Der FC Schalke 04 siegt in Bielefeld trotz des Kontrollverlusts in der Endphase.

Von Ulrich Hartmann, Bielefeld

Zu den Mysterien der Erde gehören das Bermuda-Dreieck, der Steinkreis Stonehenge - und die Bielefelder Alm. Am Dienstag fuhr ein Reisebus aus Gelsenkirchen nach Ostwestfalen, um das Alm-Geheimnis zu erkunden, und in der hereinbrechenden Nacht geriet die Reisegruppe zwischen 22.15 und 22.40 Uhr gefährlich in den Sog dieses Phänomens. "Der Mythos Alm kommt nicht von ungefähr", erklärte danach der Schalker Reiseleiter David Wagner.

Schon auf der Heimfahrt konnte die Fußballmannschaft von Schalke 04 aber wieder durchatmen, denn sie hatte sich prophylaktisch gegen den ostwestfälischen Wirbelsturm geschützt: Drei Tore schossen die Schalker in der ersten halben Stunde, und weil die Gäste in den letzten 25 Minuten im Auge des Orkans nur noch zwei Gegentreffer zuließen, standen sie am Ende als Sieger da. Zerzaust zogen sie ins Achtelfinale ein, gespannt darauf, in welches Mysterium sie das nächste Pokal-Abenteuer verschlägt.

Zugang Benito Raman trifft nach wochenlangem Warten

Magische Kräfte vernebelten den Schalkern in der Schlussphase die Sinne. Es war ein Mix aus Kontrollverlust und plötzlichem Stress, typisch für den Mythos Alm, und das brachte die nur scheinbar souveräne 3:0-Führung ab der 72. Minute ins Wanken. Zuvor hatte Schalke dem Zweitliga-Zweiten Arminia Bielefeld mit drei Treffern innerhalb von 15 Minuten die Grenzen aufgezeigt. Die neu in die Startelf berufenen Angreifer Alessandro Schöpf (16.) und Benito Raman (26. und 31.) hatten Schalkes Fans jauchzen und alle Bielefelder stöhnen lassen: "Das Spiel ist 70 Minuten lang besser gelaufen als wir uns das vorgestellt hatten", sagte Trainer Wagner. Er wertete vor allem die Treffsicherheit als Verbesserung nach den vielen vergebenen Chancen beim Liga-0:0 gegen Borussia Dortmund.

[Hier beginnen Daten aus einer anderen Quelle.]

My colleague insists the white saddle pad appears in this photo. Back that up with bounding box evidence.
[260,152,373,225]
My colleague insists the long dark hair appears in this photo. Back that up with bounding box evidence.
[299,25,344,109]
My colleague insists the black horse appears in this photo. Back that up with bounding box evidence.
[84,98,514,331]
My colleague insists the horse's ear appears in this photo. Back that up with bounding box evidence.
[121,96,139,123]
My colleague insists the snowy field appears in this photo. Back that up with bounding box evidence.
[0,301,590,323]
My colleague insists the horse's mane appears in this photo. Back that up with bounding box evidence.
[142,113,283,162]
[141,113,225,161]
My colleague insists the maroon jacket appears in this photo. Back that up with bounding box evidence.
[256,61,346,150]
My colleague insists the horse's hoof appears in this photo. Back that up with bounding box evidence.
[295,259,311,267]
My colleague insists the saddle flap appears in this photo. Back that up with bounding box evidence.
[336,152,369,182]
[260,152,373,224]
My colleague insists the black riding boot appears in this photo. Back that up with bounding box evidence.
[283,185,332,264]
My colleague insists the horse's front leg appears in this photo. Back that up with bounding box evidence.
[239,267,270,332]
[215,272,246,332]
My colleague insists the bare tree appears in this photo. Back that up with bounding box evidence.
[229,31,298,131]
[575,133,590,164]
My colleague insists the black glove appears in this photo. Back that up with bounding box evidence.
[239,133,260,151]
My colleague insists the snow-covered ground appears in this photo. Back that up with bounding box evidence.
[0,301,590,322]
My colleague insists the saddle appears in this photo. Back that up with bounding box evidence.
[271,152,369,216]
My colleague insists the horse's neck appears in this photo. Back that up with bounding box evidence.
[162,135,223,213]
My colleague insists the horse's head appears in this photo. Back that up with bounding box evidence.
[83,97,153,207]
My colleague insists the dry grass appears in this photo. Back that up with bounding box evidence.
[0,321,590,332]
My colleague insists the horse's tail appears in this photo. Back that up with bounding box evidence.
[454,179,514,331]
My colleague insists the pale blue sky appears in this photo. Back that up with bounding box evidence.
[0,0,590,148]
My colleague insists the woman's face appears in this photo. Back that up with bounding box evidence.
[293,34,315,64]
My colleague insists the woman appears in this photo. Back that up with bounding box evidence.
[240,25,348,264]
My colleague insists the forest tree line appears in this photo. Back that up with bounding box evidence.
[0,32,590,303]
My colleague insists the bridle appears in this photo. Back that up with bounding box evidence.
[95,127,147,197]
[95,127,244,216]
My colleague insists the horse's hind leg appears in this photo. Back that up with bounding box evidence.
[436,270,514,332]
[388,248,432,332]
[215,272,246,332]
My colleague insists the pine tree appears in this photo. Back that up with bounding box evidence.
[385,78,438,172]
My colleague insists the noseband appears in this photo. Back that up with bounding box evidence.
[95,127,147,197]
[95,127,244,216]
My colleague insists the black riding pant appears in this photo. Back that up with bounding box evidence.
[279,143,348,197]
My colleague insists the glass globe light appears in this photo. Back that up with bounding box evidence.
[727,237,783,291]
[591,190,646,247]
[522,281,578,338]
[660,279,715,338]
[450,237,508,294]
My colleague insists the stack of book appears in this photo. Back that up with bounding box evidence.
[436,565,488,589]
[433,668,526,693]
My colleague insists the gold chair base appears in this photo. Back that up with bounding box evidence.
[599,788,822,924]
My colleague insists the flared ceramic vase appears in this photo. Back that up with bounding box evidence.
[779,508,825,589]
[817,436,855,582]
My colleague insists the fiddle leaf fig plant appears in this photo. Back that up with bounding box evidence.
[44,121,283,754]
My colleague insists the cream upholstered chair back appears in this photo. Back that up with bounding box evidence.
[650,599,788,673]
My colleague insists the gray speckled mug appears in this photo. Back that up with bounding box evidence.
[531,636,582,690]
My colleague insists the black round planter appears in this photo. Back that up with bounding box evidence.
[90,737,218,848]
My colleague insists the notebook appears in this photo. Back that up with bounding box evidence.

Gegen die Arminia, die Wagner kurzerhand für erstligatauglich erklärte, zeigten die Schalker 70 Minuten lang ihre größten Stärken: Zweikämpfe, Sprints und intensive Läufe. Dies sind drei statistische Bereiche, die im modernen Fußball eine relevante Rolle spielen und in denen die Schalker in der Bundesliga jeweils unter den Top Vier rangieren.

Wie sie in der Schlussphase jedoch die Spannung verloren, wie sie Bielefelds Flanken in den Strafraum nicht mehr unterbinden konnten und wie sie Zufall, Aluminium und eine Schiedsrichter-Fehlentscheidung benötigten, um nicht noch den Ausgleich zu bekommen - das könnte ein lehrreiches Video ergeben, mit dem sich die Mannschaft vor dem nächsten Bundesligaspiel am Sonntagabend in Augsburg ausgiebig beschäftigen könnte.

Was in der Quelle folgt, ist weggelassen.